What is a question you wish I had asked you?
Tell me why you are crying right now?
Carissa Potter lives and works in Oakland, California. Her prints and small – scale objects reflect her hopeless romanticism through their investigations into public and private intimacy. Speaking both humorously and poignantly to the human condition, Carissa’s work touches chords we all can relate to – exploring situations we’ve all experienced at some point in our lives and conveying messages we simply long to hear.
Carissa received her MFA in Printmaking from the San Francisco Art Institute in 2010 and is a founding member of Colpa Press and the founder of People I’ve Loved.
People I’ve Loved has over 600 stores globally and has been featured in The Wall Street Journal, The Boston Globe, Martha Stewart Living, Create Magazine, New York Times, The Lily, Cup of Jo, Teen Vogue, Real Simple, Happinez Magazine and more.
Carissa has worked with the ICA in Boston, BAM/PFA, SFMOMA, De Young Museum, CCA, The Body Shop, Anthropologie, The Color Factory, Urban Outfitters, The Hammer, & Pinterest to name a few. Carissa has also served as a mentor in Southern Exposure’s One-on-One Mentorship Program.
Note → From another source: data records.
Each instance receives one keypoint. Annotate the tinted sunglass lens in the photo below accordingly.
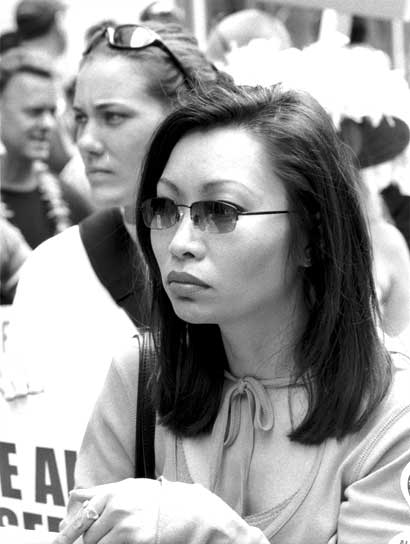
(159, 213)
(213, 216)
(131, 36)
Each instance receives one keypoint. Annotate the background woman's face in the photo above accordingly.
(247, 272)
(115, 121)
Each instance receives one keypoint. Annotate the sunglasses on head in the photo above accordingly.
(208, 215)
(134, 37)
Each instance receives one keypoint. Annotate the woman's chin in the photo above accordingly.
(195, 316)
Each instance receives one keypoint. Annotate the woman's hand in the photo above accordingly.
(125, 511)
(146, 511)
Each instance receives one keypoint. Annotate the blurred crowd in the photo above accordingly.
(73, 151)
(44, 186)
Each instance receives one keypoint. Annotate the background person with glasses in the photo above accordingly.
(69, 309)
(272, 389)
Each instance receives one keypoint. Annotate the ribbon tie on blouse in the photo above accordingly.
(246, 407)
Since 2010, she has been an artist in residence at Kala Art Institute in Berkeley. In 2016, Carissa was an artist in residence at Facebook and in 2019 she is an artist in residence at Google with Leah Rosenberg. She has exhibited across the globe, most recently at Eleanor Harwood and Legion, both in San Francisco
Carissa finished her first book with Chronicle books in 2015 titled “I like you, I love you.” Currently she is working on being a better listener and just finished her second book with Chronicle books, titled “It’s Ok to Feel Things Deeply.”